William Mervyn Lawrence (1840-1932) was an entrepreneur who recognised the commercial potential of photography and opened a photography studio on Sackville Street (now O’Connell Street) in Dublin in 1865 where he employed photographers, printers, colourists, retouchers and sales personnel. Though not a photographer himself, his business thrived. As indicated by the advertisement from the 1890s, tourists were an important market. The wide range of topographical views of Ireland taken by Robert French for the firm were particularly profitable in the form of postcards and souvenirs.
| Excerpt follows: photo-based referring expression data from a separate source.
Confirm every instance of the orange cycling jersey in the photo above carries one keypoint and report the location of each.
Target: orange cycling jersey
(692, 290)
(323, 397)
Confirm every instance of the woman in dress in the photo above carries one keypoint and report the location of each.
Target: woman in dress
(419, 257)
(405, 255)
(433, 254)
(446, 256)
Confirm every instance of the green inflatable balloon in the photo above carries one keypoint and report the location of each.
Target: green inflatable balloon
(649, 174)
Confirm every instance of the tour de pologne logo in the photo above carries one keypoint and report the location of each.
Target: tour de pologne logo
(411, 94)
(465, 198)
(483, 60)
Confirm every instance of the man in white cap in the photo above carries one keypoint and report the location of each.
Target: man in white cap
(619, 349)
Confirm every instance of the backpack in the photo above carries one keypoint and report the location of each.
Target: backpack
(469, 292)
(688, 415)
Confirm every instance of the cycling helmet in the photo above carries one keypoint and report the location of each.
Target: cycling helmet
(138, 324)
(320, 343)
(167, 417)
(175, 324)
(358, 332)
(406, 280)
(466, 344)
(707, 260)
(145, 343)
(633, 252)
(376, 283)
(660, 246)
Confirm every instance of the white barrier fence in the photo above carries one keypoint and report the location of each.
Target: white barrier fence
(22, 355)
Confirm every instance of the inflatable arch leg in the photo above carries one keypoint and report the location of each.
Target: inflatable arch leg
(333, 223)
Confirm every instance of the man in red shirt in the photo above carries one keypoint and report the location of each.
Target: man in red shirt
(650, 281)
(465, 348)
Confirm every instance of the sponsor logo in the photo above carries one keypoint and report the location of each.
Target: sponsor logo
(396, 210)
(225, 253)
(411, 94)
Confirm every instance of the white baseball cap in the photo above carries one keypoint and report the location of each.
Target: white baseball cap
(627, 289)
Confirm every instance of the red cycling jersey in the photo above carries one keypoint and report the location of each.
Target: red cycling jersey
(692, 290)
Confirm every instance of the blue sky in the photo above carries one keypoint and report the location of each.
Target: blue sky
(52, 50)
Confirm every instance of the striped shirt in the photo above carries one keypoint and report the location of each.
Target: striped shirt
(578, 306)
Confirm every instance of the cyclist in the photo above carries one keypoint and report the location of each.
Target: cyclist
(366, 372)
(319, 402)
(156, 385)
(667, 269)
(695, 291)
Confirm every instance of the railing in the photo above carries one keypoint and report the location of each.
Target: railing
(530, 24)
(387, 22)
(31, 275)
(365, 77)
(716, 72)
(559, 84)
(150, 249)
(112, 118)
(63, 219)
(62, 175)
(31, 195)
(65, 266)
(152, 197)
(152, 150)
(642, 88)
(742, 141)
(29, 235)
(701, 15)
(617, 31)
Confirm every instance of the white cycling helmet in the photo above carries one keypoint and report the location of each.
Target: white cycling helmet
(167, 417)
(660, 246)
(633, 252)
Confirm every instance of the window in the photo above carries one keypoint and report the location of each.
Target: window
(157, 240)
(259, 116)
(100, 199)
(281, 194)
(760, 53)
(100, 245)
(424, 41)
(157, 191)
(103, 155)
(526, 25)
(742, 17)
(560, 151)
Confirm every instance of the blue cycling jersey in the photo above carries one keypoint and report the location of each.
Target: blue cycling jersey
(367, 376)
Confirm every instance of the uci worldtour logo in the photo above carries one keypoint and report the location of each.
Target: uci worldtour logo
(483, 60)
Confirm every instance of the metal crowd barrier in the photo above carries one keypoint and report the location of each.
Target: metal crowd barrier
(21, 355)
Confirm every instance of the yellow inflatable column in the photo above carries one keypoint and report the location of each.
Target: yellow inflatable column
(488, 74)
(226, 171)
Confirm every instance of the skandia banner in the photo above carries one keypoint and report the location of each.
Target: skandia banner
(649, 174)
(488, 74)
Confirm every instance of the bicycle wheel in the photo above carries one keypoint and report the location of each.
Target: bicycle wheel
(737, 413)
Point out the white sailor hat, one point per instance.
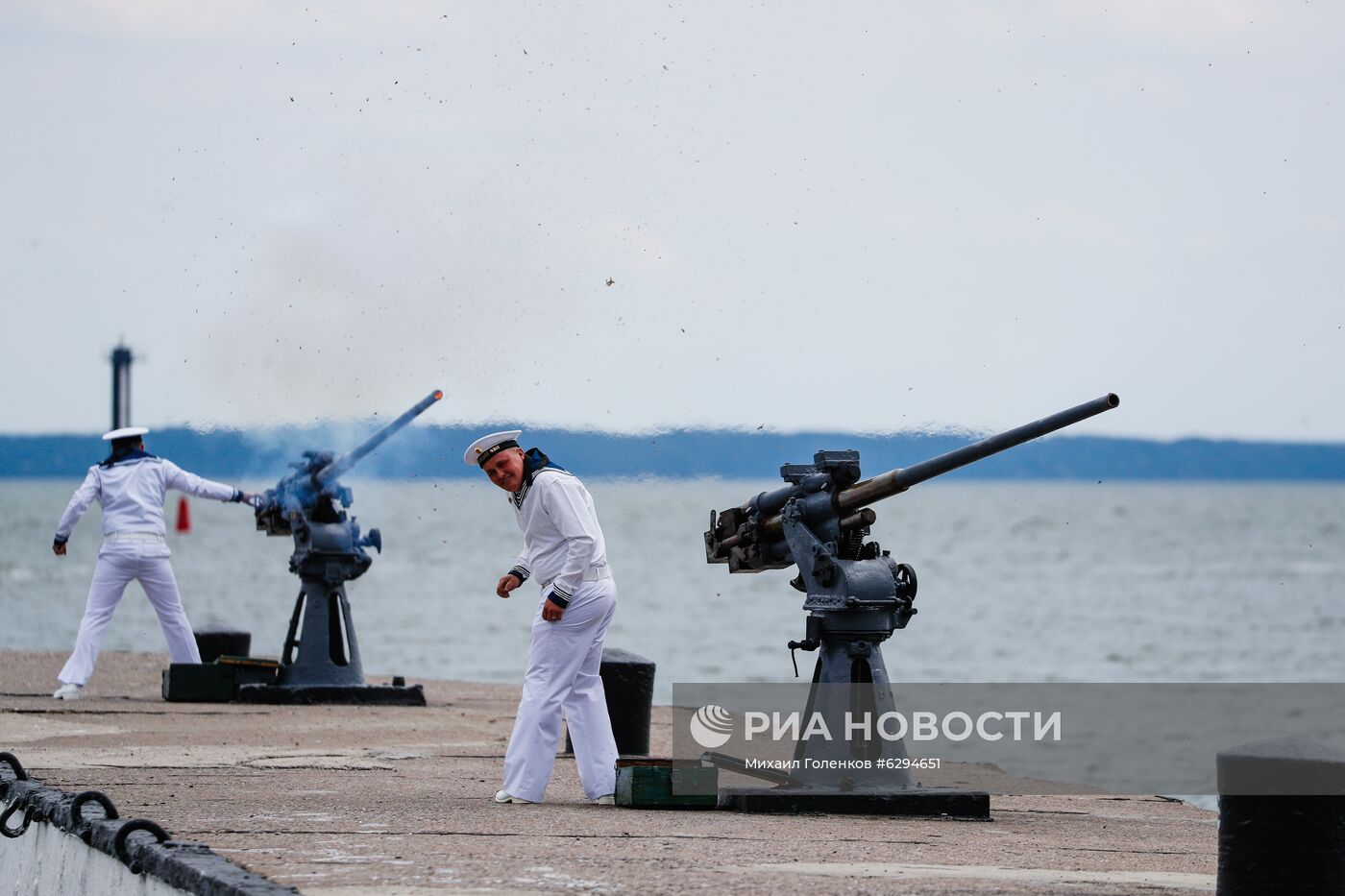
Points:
(125, 432)
(487, 447)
Lawrence retired in 1916 and ownership of the firm passed to his youngest son, also William. Within weeks, the Easter Rising had broken out and the Lawrence shop was among the first to be looted. The portrait negatives which were housed in the Sackville Street premises were destroyed but the glass plate negatives of outdoor views were stored in Rathmines and so survived. While continuing for another quarter of a century the business struggled in the face of competition from Kodak box brownies and closed in December 1943.
Robert French began working in the Lawrence photographic studio in the early 1860s, and left the firm in 1914. Over his long career, he was the chief photographer responsible for photographing approximately three quarters of the National Library of Ireland’s Lawrence Collection. He specialised in outdoor views and captured images of almost every small village in Ireland.